Analysts see Bush's Democratic opponent, John Kerry (search), as going in the opposite direction.
Kerry, who has supported free trade agreements in Congress, is taking a tougher line on the campaign trail. He has gone after "Benedict Arnold" American companies who take advantage of U.S. tax laws to move jobs overseas and vowed to review all trade agreements in his first 120 days in office to make sure they provide adequate protections for American workers.

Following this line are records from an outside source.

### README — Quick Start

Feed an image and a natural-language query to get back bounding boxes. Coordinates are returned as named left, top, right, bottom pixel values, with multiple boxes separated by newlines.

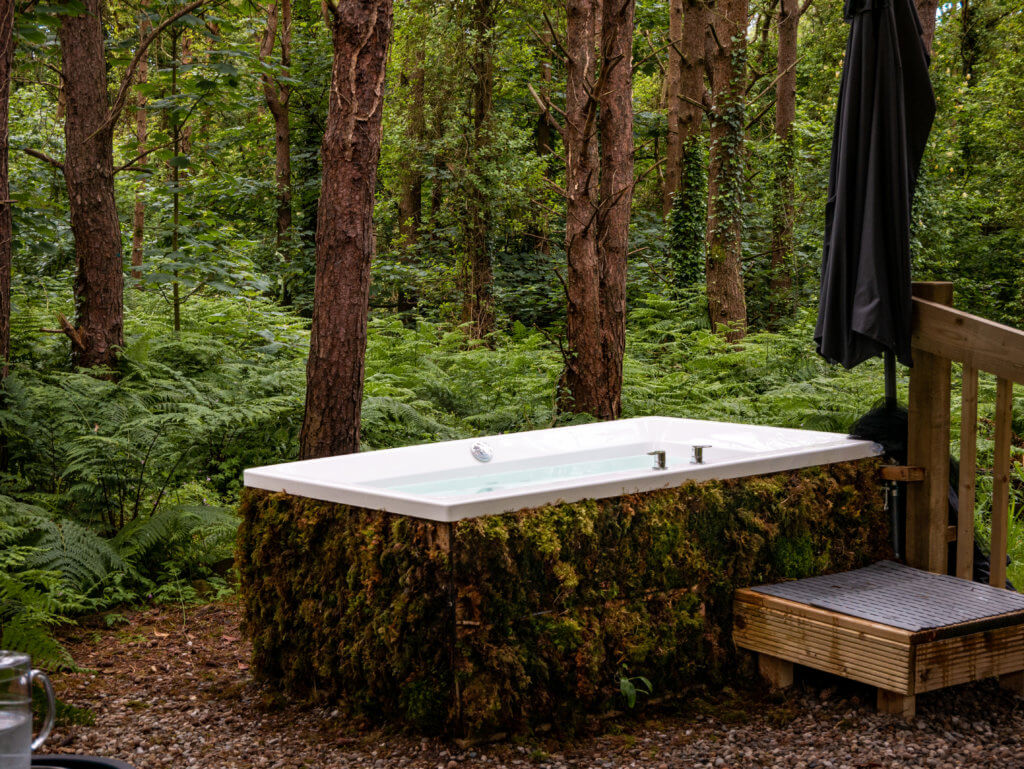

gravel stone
left=44, top=601, right=1024, bottom=769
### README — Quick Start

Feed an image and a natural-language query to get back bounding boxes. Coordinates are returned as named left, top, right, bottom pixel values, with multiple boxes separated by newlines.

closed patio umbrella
left=814, top=0, right=935, bottom=401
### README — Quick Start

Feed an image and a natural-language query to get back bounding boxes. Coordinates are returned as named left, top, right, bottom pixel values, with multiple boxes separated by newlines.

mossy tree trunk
left=706, top=0, right=748, bottom=341
left=769, top=0, right=800, bottom=322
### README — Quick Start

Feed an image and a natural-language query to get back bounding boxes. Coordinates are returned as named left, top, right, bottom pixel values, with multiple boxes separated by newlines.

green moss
left=239, top=462, right=889, bottom=733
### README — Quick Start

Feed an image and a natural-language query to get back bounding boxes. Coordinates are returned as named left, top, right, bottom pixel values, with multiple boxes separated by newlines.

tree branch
left=114, top=141, right=174, bottom=173
left=22, top=146, right=63, bottom=171
left=95, top=0, right=208, bottom=139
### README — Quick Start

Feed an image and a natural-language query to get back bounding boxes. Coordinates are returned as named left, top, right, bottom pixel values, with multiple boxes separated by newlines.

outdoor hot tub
left=238, top=417, right=891, bottom=734
left=245, top=417, right=881, bottom=521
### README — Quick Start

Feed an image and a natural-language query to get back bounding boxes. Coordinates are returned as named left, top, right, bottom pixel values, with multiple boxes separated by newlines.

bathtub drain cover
left=469, top=440, right=495, bottom=462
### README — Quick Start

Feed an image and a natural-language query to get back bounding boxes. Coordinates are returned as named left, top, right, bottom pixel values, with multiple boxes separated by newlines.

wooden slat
left=914, top=625, right=1024, bottom=693
left=734, top=604, right=911, bottom=657
left=735, top=588, right=912, bottom=644
left=905, top=284, right=952, bottom=573
left=737, top=627, right=913, bottom=693
left=956, top=364, right=978, bottom=580
left=911, top=296, right=1024, bottom=384
left=733, top=605, right=912, bottom=693
left=989, top=377, right=1014, bottom=588
left=879, top=465, right=925, bottom=483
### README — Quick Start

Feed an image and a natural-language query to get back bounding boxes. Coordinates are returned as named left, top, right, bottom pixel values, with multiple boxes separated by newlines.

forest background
left=0, top=0, right=1024, bottom=666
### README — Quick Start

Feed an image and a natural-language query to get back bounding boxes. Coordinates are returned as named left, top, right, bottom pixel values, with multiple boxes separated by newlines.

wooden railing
left=906, top=283, right=1024, bottom=588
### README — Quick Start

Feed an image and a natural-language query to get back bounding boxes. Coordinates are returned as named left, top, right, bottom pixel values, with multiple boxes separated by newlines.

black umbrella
left=814, top=0, right=935, bottom=400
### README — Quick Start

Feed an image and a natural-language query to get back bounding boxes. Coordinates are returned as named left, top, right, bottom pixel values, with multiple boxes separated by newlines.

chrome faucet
left=647, top=450, right=668, bottom=470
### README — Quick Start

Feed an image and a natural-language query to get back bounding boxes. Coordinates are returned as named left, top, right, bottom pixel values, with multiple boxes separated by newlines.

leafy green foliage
left=669, top=136, right=708, bottom=289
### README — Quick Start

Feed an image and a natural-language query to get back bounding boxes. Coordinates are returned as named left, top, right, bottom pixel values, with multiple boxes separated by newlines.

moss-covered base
left=239, top=461, right=891, bottom=733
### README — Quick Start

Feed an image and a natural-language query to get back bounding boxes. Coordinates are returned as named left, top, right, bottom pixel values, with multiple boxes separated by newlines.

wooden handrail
left=906, top=283, right=1024, bottom=588
left=910, top=297, right=1024, bottom=384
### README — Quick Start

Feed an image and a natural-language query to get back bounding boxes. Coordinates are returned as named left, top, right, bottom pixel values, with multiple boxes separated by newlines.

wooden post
left=988, top=377, right=1014, bottom=588
left=909, top=283, right=953, bottom=573
left=999, top=671, right=1024, bottom=697
left=877, top=688, right=918, bottom=719
left=956, top=364, right=978, bottom=580
left=758, top=654, right=793, bottom=689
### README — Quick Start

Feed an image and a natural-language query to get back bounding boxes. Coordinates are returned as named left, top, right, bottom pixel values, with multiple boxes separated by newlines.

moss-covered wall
left=238, top=461, right=891, bottom=733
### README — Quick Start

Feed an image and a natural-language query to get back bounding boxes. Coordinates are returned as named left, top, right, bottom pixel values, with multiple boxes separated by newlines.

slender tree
left=259, top=0, right=292, bottom=260
left=562, top=0, right=606, bottom=415
left=914, top=0, right=939, bottom=53
left=45, top=0, right=206, bottom=367
left=705, top=0, right=748, bottom=341
left=466, top=0, right=495, bottom=338
left=0, top=0, right=14, bottom=378
left=299, top=0, right=392, bottom=458
left=769, top=0, right=800, bottom=321
left=662, top=0, right=708, bottom=216
left=597, top=0, right=634, bottom=419
left=398, top=47, right=427, bottom=247
left=131, top=2, right=152, bottom=281
left=563, top=0, right=634, bottom=419
left=662, top=0, right=679, bottom=216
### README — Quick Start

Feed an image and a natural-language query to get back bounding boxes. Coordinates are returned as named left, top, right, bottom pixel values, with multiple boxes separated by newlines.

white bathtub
left=245, top=417, right=881, bottom=521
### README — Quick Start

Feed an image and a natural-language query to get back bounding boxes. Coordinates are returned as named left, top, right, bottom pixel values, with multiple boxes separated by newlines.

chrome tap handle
left=647, top=450, right=668, bottom=470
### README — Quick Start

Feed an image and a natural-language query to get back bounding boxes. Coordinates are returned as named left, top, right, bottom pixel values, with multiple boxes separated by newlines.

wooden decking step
left=733, top=561, right=1024, bottom=716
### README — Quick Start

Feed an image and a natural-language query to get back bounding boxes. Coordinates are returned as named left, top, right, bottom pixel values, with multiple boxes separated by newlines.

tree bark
left=914, top=0, right=939, bottom=53
left=59, top=0, right=124, bottom=367
left=259, top=0, right=292, bottom=253
left=769, top=0, right=800, bottom=322
left=561, top=0, right=634, bottom=419
left=299, top=0, right=392, bottom=459
left=0, top=0, right=14, bottom=382
left=398, top=54, right=419, bottom=248
left=466, top=0, right=495, bottom=339
left=560, top=0, right=605, bottom=416
left=706, top=0, right=748, bottom=341
left=662, top=0, right=684, bottom=217
left=662, top=0, right=708, bottom=216
left=131, top=7, right=151, bottom=285
left=597, top=0, right=634, bottom=419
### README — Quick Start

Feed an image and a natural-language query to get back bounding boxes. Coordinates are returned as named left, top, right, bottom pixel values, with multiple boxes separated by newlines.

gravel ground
left=47, top=602, right=1024, bottom=769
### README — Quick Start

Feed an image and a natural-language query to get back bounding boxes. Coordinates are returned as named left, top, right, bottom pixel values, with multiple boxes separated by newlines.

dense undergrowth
left=0, top=277, right=1024, bottom=666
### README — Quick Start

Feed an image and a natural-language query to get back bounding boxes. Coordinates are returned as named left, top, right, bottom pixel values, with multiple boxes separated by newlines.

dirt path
left=48, top=602, right=1024, bottom=769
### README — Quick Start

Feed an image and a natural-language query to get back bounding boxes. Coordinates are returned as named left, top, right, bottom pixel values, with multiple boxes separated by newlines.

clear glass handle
left=29, top=671, right=57, bottom=752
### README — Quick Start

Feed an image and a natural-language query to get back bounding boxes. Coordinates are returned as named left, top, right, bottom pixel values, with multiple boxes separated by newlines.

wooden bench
left=733, top=561, right=1024, bottom=718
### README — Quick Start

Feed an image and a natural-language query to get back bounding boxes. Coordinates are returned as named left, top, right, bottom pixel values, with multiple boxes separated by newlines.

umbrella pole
left=885, top=350, right=896, bottom=409
left=884, top=350, right=902, bottom=560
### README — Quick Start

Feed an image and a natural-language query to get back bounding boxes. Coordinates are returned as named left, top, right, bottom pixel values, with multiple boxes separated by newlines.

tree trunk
left=466, top=0, right=495, bottom=339
left=59, top=0, right=124, bottom=367
left=769, top=0, right=800, bottom=322
left=560, top=0, right=605, bottom=416
left=662, top=0, right=709, bottom=216
left=706, top=0, right=748, bottom=341
left=299, top=0, right=391, bottom=459
left=131, top=7, right=151, bottom=286
left=662, top=0, right=679, bottom=217
left=398, top=55, right=419, bottom=244
left=260, top=0, right=292, bottom=255
left=914, top=0, right=939, bottom=54
left=0, top=0, right=14, bottom=382
left=597, top=0, right=634, bottom=419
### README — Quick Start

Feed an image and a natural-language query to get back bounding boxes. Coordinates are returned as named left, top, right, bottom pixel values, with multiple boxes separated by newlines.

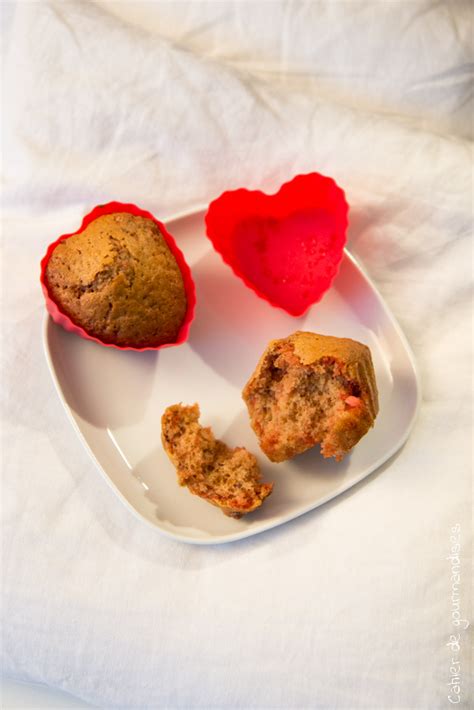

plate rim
left=42, top=205, right=422, bottom=545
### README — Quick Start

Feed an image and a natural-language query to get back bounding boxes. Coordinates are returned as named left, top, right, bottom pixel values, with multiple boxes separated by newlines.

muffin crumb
left=161, top=404, right=273, bottom=518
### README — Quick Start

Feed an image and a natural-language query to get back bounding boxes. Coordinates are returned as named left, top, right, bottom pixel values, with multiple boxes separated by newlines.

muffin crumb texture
left=46, top=212, right=187, bottom=348
left=161, top=404, right=273, bottom=518
left=243, top=331, right=378, bottom=462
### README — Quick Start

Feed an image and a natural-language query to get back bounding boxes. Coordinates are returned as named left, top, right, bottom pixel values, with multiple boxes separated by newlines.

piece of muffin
left=161, top=404, right=273, bottom=518
left=46, top=212, right=187, bottom=348
left=242, top=331, right=378, bottom=461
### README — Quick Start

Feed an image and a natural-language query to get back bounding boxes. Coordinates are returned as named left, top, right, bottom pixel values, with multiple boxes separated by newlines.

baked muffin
left=45, top=212, right=187, bottom=348
left=243, top=331, right=378, bottom=461
left=161, top=404, right=273, bottom=518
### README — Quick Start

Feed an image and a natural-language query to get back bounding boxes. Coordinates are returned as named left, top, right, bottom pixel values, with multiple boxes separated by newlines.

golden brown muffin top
left=46, top=212, right=187, bottom=347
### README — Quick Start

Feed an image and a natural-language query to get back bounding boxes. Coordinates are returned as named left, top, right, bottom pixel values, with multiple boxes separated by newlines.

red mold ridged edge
left=40, top=202, right=196, bottom=352
left=205, top=172, right=349, bottom=317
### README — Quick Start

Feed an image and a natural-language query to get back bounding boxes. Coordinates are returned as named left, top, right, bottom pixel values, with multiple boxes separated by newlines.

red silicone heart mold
left=40, top=202, right=196, bottom=352
left=206, top=173, right=349, bottom=316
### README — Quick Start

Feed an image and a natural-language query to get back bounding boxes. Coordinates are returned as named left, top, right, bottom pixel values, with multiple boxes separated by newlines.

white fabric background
left=2, top=0, right=473, bottom=709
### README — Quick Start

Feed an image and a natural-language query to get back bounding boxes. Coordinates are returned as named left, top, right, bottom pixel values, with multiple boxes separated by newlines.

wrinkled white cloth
left=2, top=0, right=473, bottom=710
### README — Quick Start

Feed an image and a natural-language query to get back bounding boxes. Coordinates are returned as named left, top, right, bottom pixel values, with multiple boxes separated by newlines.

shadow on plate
left=48, top=321, right=158, bottom=429
left=189, top=252, right=304, bottom=388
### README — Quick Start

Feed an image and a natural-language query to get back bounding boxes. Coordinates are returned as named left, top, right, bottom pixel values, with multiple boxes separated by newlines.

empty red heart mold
left=40, top=202, right=196, bottom=351
left=206, top=173, right=349, bottom=316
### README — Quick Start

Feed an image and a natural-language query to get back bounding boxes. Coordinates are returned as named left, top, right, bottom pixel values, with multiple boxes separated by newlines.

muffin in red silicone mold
left=206, top=173, right=349, bottom=316
left=41, top=202, right=196, bottom=350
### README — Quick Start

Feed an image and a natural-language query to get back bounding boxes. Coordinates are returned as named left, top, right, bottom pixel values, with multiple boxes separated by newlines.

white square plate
left=44, top=211, right=420, bottom=544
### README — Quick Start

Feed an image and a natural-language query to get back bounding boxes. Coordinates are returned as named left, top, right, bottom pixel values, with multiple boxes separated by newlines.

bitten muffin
left=46, top=212, right=187, bottom=348
left=242, top=331, right=378, bottom=461
left=161, top=404, right=273, bottom=518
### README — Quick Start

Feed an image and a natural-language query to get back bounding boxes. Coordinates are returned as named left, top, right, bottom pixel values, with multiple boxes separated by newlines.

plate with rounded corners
left=43, top=209, right=420, bottom=544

Kerry recently proposed overhauling corporate taxes to eliminate the deferral companies get on overseas earnings. Hufbauer said his review of the plan raised questions about whether it would be too complex to implement and might end up benefiting foreign companies at the expense of U.S.-based firms.
Many economists say the proposals by both Bush and Kerry will do little to get control of the soaring trade deficit.
Economists surveyed by the National Association for Business Economics said the deficit should be attacked by prodding foreign countries to do more to bolster domestic growth and thus boost the demand for U.S. goods. They also called for overhauling a U.S. tax system that they say favors spending over savings, resulting in a demand for goods that U.S. companies can't meet.